Human Rights Icon Kovalyov Joins Sobchak Campaign
Sergei Kovalyov, the 87-year-old Soviet-era human rights dissident and heir to the mantle of Andrei Sakharov, has agreed to become an official representative of Ksenia Sobchak's presidential campaign.
"There are many opposition politicians and many of them are honorable people," Kovalyov said during a livestream meeting with Sobchak filmed in his Moscow kitchen. "But they compete with one another. But you have a tendency to speak for civil society.
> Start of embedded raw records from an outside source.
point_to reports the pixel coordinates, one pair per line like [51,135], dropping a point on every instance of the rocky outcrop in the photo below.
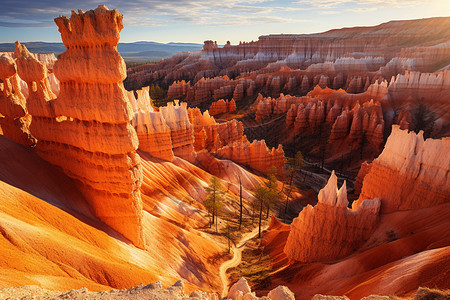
[349,58]
[86,131]
[222,106]
[211,135]
[241,291]
[256,155]
[330,230]
[410,173]
[15,120]
[181,130]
That is very important."
Kovalyov said that he would write a letter to Yabloko candidate Grigory Yavlinsky to personally explain his decision to back Sobchak instead of him.
Kovalyov praised the journalist and socialite for her recent trip to Chechnya, where she highlighted the appalling human rights record in the region under Chechen strongman Ramzan Kadyrov.
For her part, Sobchak thanked Kovalyov for his support and pledged to do her best to live up to his expectations.
Speaking to Russian state television cameras, Sobchak said she wants to see a memorial to slain opposition politician Boris Nemtsov in Russia "sooner than a Nemtsov Square appears in the United States." She said the failure to erect a memorial in Russia was "shameful."
Sobchak is gathering signatures on a petition to the Moscow city government calling for a Nemtsov memorial.
Putin's Cold And The Campaign
In his column for Republic.ru, opposition journalist Oleg Kashin plays off the Kremlin's announcement that Putin has a cold and is cancelling public appearances and speculates what the election would look like if the Kremlin leader decided he "was too lazy to campaign at all." Would it even matter?
"When Putin is healthy, some of his 'working meetings' are shown on television. And when Putin is ill, they also show 'working meetings.' There is no difference at all, and that makes the news of Putin's cold cold senseless," Kashin writes.